The dormant-season rule matters more than the exact interval: skip feeding entirely when rhododendron 'blue peter' is resting. For the wider context on indoor feeding rhythms across the seasons, the houseplant fertiliser schedule walks through the year month by month.

What strength to mix for rhododendron 'blue peter'

Follow the ericaceous product's own rate — these are formulated for the plant, so the dilution on the label is right for rhododendron 'blue peter'. The variable that actually matters is pH, not concentration.

Feeding always goes onto already-damp soil, never dry roots — water rhododendron 'blue peter' first if the soil is dry, then apply the diluted feed. The companion question is when to water at all, covered in the rhododendron 'blue peter' watering schedule.

Signs you are over-feeding rhododendron 'blue peter'

Over-feeding is far more common — and more damaging — than under-feeding for most plants. The classic tells for rhododendron 'blue peter':

Signs you are under-feeding rhododendron 'blue peter'

If the symptoms point at watering, light or roots rather than nutrition, the full rhododendron 'blue peter' care brief covers soil, humidity and the common problems for this species.

Flushing and leaching the salts

Flush rhododendron 'blue peter' with rainwater (not hard tap water, which raises pH) if salts build up; better still, mulch with pine needles or composted bark and water with rainwater to hold the acidity.

Organic vs synthetic feeds for rhododendron 'blue peter'

Organic options

Composted pine bark, pine-needle mulch, used coffee grounds and an organic ericaceous feed gently maintain acidity. UK: Vitax or Westland Ericaceous; US: Espoma Holly-tone or Dr. Earth Acid Lovers.

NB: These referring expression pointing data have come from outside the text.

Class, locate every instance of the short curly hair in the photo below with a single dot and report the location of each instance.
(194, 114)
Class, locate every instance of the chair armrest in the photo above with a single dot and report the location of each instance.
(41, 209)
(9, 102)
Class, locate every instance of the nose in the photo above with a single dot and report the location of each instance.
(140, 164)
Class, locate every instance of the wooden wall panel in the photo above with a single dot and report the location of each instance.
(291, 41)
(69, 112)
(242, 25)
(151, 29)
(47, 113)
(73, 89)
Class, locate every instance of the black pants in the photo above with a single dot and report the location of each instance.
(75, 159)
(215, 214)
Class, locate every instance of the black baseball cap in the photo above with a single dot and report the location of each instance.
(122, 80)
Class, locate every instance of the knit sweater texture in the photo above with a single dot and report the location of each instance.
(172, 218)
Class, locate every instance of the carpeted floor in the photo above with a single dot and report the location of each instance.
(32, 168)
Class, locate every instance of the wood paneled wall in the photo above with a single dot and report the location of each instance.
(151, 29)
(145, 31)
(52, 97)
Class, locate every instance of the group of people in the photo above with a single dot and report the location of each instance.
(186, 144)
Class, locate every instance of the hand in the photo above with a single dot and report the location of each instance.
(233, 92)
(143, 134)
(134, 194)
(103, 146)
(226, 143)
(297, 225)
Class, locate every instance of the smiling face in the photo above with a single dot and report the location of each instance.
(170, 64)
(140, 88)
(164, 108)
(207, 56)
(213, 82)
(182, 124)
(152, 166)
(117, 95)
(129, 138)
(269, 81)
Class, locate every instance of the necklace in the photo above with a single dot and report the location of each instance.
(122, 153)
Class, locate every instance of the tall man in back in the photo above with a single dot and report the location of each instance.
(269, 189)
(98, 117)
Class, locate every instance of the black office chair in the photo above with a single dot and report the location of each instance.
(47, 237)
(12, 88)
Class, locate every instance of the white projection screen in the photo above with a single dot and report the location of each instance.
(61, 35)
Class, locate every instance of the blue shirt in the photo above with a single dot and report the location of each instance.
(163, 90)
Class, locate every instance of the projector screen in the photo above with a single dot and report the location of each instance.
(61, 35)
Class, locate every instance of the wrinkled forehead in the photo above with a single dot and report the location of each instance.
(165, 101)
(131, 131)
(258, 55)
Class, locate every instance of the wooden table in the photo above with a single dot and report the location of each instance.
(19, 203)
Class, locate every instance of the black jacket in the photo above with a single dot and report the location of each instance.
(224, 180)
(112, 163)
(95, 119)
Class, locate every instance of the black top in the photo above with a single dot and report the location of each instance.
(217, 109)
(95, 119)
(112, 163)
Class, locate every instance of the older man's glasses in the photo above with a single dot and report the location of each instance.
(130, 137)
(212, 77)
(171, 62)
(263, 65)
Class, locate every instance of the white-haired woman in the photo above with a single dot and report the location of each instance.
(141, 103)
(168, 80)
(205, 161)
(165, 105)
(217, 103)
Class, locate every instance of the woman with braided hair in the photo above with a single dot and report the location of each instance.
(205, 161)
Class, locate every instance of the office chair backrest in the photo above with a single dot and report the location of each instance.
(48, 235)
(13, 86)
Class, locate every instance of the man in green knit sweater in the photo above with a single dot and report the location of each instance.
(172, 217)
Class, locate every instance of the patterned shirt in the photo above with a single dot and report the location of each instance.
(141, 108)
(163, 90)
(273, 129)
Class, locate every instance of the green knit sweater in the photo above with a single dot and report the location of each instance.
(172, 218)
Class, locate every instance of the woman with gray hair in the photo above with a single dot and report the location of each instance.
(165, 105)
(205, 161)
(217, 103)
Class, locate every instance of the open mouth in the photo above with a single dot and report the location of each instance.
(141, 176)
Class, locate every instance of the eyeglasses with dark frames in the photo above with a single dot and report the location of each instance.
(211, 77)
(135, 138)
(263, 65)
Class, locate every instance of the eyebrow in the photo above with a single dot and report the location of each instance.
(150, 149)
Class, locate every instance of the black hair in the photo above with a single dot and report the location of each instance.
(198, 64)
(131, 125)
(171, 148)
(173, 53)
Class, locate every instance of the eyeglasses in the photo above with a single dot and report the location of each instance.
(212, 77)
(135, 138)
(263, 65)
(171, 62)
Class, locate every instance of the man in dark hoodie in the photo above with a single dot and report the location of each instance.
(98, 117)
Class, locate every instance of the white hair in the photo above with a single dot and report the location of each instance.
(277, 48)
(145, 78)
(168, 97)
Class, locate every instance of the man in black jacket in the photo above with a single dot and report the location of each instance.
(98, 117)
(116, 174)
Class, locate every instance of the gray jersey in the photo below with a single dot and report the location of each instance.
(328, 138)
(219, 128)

Slow, soil-improving, hard to overdo.

Synthetic / liquid feeds

A liquid or granular ericaceous feed — UK: Miracle-Gro Ericaceous, Vitax or Westland; US: Miracle-Gro Acid-Loving Plant Food or Espoma Holly-tone. Pair with rainwater and an acidic mulch for it to work.

Brand names are examples, not endorsements, and UK and US ranges differ — check the label’s own NPK and dilution rate, since formulations change.

Fertilising rhododendron 'blue peter' — frequently asked questions

What fertiliser does rhododendron 'blue peter' need?

An ericaceous (acidic) fertiliser, formulated to keep the soil pH low and supply iron and trace elements in a form acid-loving roots can absorb. Ordinary feeds and any lime lock out iron and yellow the leaves. Rhododendron 'Blue Peter' is an acid-loving plant — it can only take up nutrients in acidic soil, so the feed itself matters less than using an ericaceous formula and never liming.

How often should I feed rhododendron 'blue peter'?

Apply a specialist ericaceous fertiliser in mid-spring. Deadhead spent flower trusses carefully (snapping them at the base) to divert energy to next year's buds. Avoid general garden fertilisers. Apply a specialist ericaceous fertiliser in mid-spring. Deadhead spent flower trusses carefully (snapping them at the base) to divert energy to next year's buds. Avoid general garden fertilisers. In practice: an ericaceous feed in spring as growth resumes, repeated through the main growing months; never apply lime, bonemeal or wood ash, which raise pH.

What strength of feed for rhododendron 'blue peter'?

Follow the ericaceous product's own rate — these are formulated for the plant, so the dilution on the label is right for rhododendron 'blue peter'. The variable that actually matters is pH, not concentration.

What does over-feeding rhododendron 'blue peter' look like?

Brown, scorched leaf margins from too strong or too frequent a dose. White salt crust on the soil surface. Soft, lush growth that fruits or flowers poorly. Feeding rhododendron 'blue peter' an ordinary fertiliser, or growing it in hard tap water / limey soil, is the defining mistake — it triggers lime-induced chlorosis (yellow leaves, green veins) no amount of feeding fixes until the pH comes down.

Should I flush the soil of rhododendron 'blue peter'?

Flush rhododendron 'blue peter' with rainwater (not hard tap water, which raises pH) if salts build up; better still, mulch with pine needles or composted bark and water with rainwater to hold the acidity.